This position is only for professionals based in Argentina or Uruguay.
We are looking for a data engineer to join one of our clients' teams.
You will help enhance and scale the data transformation and modeling layer.
This role will focus on building robust, maintainable pipelines using dbt, Snowflake, and Airflow to support analytics and downstream applications.
You will work closely with the data, analytics, and software engineering teams to create scalable data models, improve pipeline orchestration, and ensure trusted, high-quality data delivery.
Key responsibilities include designing, implementing, and optimizing data pipelines that extract, transform, and load data into Snowflake from multiple sources using Airflow and AWS services.
You will build modular, well-documented dbt models with strong test coverage to serve business reporting, lifecycle marketing, and experimentation use cases.
You will partner with analytics and business stakeholders to define source-to-target transformations and implement them in dbt.
You will maintain and improve the orchestration layer (Airflow/Astronomer) to ensure reliability, visibility, and efficient dependency management.
You will collaborate on data model design best practices, including dimensional modeling, naming conventions, and versioning strategies.
Requirements:
You must have hands-on experience developing dbt models at scale, including the use of macros, snapshots, testing frameworks, and documentation.
You should be familiar with dbt Cloud or CLI workflows.
Strong SQL skills and an understanding of Snowflake architecture, including query performance tuning and cost optimization, are required.
You must have solid experience managing Airflow DAGs, scheduling jobs, and implementing retry logic and failure handling; familiarity with Astronomer is a plus.

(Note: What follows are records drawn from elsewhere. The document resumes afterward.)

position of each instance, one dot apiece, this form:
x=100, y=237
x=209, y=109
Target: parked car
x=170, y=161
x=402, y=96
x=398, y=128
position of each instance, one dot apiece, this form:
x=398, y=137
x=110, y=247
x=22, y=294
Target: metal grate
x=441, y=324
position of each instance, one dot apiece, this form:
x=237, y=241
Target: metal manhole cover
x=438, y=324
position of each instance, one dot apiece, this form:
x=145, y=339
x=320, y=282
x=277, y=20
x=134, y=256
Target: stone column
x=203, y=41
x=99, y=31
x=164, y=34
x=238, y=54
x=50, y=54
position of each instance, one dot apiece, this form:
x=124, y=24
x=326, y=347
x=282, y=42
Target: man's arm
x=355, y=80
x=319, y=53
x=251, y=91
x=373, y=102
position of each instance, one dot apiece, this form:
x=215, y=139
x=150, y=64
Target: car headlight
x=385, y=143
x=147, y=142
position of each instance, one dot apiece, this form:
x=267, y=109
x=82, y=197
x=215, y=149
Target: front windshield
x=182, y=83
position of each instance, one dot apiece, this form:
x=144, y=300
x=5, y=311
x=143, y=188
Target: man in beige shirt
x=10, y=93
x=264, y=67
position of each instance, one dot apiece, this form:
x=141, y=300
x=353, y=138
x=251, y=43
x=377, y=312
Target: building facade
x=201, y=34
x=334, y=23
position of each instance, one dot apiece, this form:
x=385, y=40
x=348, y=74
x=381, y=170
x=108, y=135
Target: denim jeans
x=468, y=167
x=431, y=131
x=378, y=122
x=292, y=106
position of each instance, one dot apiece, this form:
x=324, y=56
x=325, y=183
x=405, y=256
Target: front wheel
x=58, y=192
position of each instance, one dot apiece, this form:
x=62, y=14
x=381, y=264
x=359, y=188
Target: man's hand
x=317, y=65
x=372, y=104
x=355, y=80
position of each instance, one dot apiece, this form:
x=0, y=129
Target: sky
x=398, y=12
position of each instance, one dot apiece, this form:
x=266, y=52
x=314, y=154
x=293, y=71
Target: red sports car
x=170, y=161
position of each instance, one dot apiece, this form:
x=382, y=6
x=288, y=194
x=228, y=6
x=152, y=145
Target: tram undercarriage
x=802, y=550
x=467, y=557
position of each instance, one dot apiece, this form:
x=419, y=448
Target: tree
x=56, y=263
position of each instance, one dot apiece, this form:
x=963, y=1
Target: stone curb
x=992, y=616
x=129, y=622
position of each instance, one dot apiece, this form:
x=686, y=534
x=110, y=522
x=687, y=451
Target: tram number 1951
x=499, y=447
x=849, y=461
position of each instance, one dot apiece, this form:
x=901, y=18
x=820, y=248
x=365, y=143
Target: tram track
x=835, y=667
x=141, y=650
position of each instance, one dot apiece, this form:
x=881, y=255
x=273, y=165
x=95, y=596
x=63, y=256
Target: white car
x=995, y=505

Proficiency in dimensional modeling and building reusable data marts that support analytics and operational use cases is necessary.
Familiarity with AWS services such as DMS, Kinesis, and Firehose for ingesting and transforming data is a nice to have.
Familiarity with event data and related flows, piping data in and out of Segment is also a nice to have.
Benefits:
The position offers the opportunity to work with cutting-edge technologies in data engineering.
You will be part of a collaborative team that values innovation and continuous improvement.
The role provides a chance to enhance your skills in data modeling and pipeline orchestration.
You will have the opportunity to work closely with analytics and business stakeholders, impacting business decisions.
The position allows for professional growth in a dynamic and supportive environment.